Surgical procedures such as stenting and bypass are much more expensive. By trying medication first, patients can potentially avoid the risks associated with surgery and reduce their expenditures – saving both patients and health systems substantial amounts of money.
4. Surgery is necessary – and effective – in certain cases.
Patients with unstable blockages, a history of heart attack, or severe angina that affects their daily lives can benefit from stenting or bypass. The role of these procedures is clearly established and beneficial for these patients, both for risk mitigation and quality of life.
A few final notes
Between the ISCHEMIA intervention group and the medication group, there were no significant differences in overall deaths. The total number of heart attacks were also statistically insignificant.

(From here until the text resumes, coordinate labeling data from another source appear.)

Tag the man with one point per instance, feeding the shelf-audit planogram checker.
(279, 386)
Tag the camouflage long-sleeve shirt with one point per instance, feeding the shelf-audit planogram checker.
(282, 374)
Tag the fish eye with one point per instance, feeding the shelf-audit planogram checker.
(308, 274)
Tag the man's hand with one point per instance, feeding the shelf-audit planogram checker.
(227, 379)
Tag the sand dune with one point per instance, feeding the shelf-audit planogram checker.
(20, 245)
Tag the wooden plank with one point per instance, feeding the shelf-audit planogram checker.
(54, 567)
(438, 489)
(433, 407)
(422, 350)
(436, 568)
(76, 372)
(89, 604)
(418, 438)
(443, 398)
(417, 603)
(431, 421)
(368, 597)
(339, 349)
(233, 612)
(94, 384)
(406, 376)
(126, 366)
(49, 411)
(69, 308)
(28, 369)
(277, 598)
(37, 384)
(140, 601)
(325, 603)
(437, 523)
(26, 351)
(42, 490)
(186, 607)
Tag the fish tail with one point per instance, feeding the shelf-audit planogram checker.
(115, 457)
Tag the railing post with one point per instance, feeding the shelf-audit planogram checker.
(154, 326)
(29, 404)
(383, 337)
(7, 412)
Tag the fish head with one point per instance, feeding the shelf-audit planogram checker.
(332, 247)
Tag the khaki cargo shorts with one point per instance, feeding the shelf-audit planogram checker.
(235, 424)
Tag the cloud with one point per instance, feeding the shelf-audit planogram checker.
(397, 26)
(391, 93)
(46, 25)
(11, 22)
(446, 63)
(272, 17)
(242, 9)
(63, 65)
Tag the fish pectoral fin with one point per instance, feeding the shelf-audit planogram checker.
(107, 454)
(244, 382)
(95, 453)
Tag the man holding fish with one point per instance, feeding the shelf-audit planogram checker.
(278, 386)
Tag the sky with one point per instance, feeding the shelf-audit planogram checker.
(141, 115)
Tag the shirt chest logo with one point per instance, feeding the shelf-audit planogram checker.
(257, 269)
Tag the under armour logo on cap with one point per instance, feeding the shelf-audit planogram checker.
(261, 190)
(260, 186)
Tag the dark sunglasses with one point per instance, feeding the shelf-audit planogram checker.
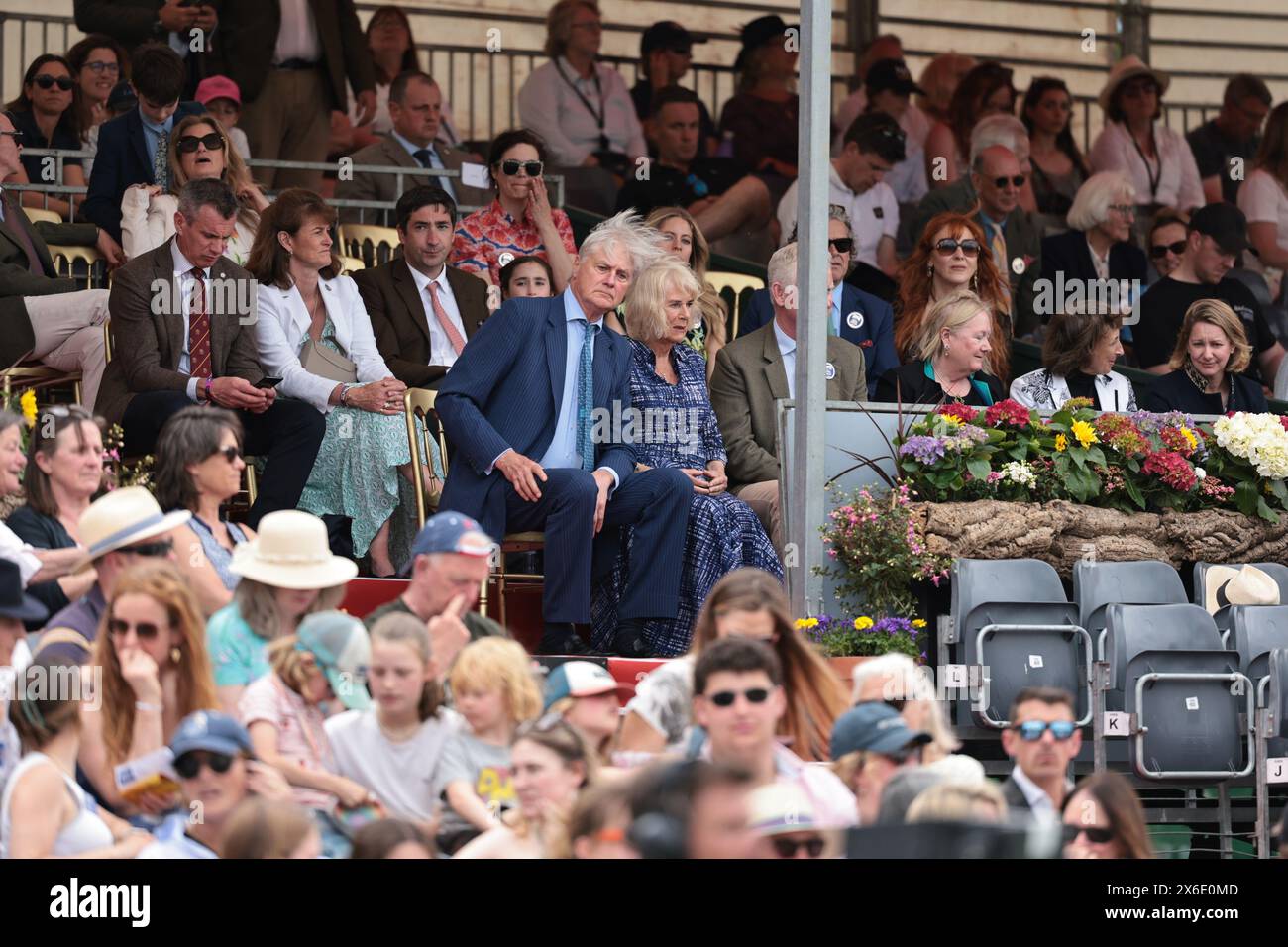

However, between the two groups, there were timeline differences of when heart attacks occurred in patients. In the first couple years of the study, the risk of heart attack was higher in the stent/bypass group due to risks associated with the procedures. Approximately 18 to 24 months later – once normal blood flow was restored – the rate of heart attacks in the stents/bypass group declined.
It’s possible that if we follow participants longer, differences in heart attack rates might widen and more benefit might be seen in the stent/bypass group. The researchers who conducted this study are seeking additional grants from the National Institutes of Health to track patients' progress longer.
ISCHEMIA reiterates one of the core ideas of patient-centered cardiology: Creating customized treatment plans is paramount in providing the least invasive, most effective care.